According to the US Permanent Representative to the UN, Samantha Power, the longer the actors take in seeking a permanent solution for the FDLR, the longer it puts at risk any semblance of peace being achieved in the volatile eastern DR Congo, where the group has been active for the past 20 years.
“FDLR continue to carry out serious human rights violations and sow fear across DR Congo. For example, in April (they) abducted at least 60 civilians in Walikale territory for refusing to carry out forced labour,” Power said during a special debate of the UN Security Council held in New York on Thursday, held to discuss security issues in DR Congo.
The session was called by the UK in their capacity as chair of the Council for the month of August.
FDLR, which is a blacklisted terror organisation, was created by and is largely composed of remnants responsible for the 1994 Genocide against the Tutsi.
Various speakers at the New York meeting termed the recent annoncement by the group that they were laying down their weapons as a farce, a tactic to buy time, as they regroup.
“The FDLR declared its commitment to disarm - but let us admit, it has done so many times before. Experience (has) shown that only a combination of political and military pressure has led to disarmament and demobilisation (of FDLR),” said the UN Special Representative for DR Congo, Martin Kobler.
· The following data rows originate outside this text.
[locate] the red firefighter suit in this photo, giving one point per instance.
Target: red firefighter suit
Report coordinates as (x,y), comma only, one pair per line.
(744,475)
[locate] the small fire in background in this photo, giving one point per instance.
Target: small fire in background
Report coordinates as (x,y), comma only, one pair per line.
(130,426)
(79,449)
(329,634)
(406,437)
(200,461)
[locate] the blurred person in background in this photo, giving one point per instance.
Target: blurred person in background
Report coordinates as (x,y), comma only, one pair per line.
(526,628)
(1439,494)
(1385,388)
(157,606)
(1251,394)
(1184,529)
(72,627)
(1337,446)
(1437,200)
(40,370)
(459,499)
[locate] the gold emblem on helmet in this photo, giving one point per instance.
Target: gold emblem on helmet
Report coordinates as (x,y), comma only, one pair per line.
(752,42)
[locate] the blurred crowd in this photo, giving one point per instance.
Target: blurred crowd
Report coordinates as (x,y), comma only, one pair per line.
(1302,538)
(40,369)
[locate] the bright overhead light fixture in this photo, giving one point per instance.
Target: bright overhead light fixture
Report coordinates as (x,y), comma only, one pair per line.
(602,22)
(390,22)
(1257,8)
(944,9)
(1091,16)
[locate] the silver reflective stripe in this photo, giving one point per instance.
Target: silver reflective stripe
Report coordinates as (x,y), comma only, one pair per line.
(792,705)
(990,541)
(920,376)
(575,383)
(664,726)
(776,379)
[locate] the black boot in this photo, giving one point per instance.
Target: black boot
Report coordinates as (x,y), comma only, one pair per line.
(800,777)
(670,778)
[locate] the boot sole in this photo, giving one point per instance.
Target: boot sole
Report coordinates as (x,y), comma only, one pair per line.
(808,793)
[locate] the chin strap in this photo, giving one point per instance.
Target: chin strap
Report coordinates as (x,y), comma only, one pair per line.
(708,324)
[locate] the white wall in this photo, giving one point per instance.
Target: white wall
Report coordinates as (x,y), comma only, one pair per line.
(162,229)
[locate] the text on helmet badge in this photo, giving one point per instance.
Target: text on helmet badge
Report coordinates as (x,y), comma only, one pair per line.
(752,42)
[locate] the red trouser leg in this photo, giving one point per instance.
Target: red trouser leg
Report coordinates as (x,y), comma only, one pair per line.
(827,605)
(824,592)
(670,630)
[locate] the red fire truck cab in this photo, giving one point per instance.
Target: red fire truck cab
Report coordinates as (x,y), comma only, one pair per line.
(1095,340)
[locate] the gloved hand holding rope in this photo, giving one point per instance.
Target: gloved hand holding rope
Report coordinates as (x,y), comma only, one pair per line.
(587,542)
According to Kobler, following the declaration by regional states, under the International Conference for the Great Lakes Region (ICGLR), giving the militias six months to disarm, they have not been cooperative and on several occasions the FDLR has refused to meet their delegations.
“Over 20 years since the Genocide in Rwanda, the FDLR has made many promises to disarm. Results are all that matter, and military pressure is needed – we have found – for results,” said Power.
Much as many speakers agreed that the FDLR was the major stumbling block in the region, the Government of Rwanda, through its UN Permanent Representative Eugene-Richard Gasana, stressed that the process to deal with the problem was excruciatingly slow.
“FDLR is one of the oldest armed groups in eastern DR Congo, which settled in that area after committing the 1994 Genocide against the Tutsi in Rwanda. Despite its claims of readiness to disarm, the FDLR continues to recruit and train combatants, including children,” Amb. Gasana told the meeting.
He said the history of the FDLR shows that massive disarmament and repatriation happened mainly because of military campaigns against them.
According to Gasana, such military operations and voluntary surrender should not be an ‘either’ ‘or’ situation, but rather the two actually are complementary to one another.
“To ensure repatriation of remaining FDLR, we need military pressure so that these six months given to the FDLR to disarm, are effectively used to disarm them,” Amb. Gasana, who is also a State minister in charge of Cooperation, told The New Times last week.
Available statistics indicate that from 2002, over 11,000 FDLR combatants were successfully disarmed, demobilised, repatriated and reintegrated into Rwandan society.
According to Kobler, the remaining militia members in DR Congo are estimated to be about 1,500.
This is a relatively small number compared to those that have repatriated, but speaking in Washington early last week, a top envoy to President Barack Obama said the FDLR should not be viewed in terms of military might but rather what it stands for.
“We have to get rid of the FDLR, not so much because of their military capacity, but because of what they represent...they will be attacked militarily if they don’t disarm. There will be no political dialogue,” said Russell Feingold, the US special envoy to the Great Lakes Region, during the just-concluded US-Africa Summit.
This, plus assertions by the diplomats at the New York meeting, are seen to be a growing momentum that could finally lead towards an end for the FDLR, according to Kigali-based Genocide researcher Tom Ndahiro.
Speaking to The New Times last week, Ndahiro said from the latest developments, what was most important was that the world had finally gotten to know the FDLR.
He said the statement by Feingold on what the FDLR represents and how it should not be politically negotiated with, is a strong one and contradicts what some actors in the region had been agitating for.
“This is diametrically opposed to the position of countries like Tanzania, which still think that Rwanda can negotiate with the genocide perpetrators. It is absurd that someone in Washington sees sense where a neighbour does not,” said Ndahiro.
He accused Monusco officials of doublespeak when it came to FDLR, adding that despite what Kobler told the meeting in New York, he only recently sanctioned the violation of international sanctions against some commanders of FDLR by allowing them to travel.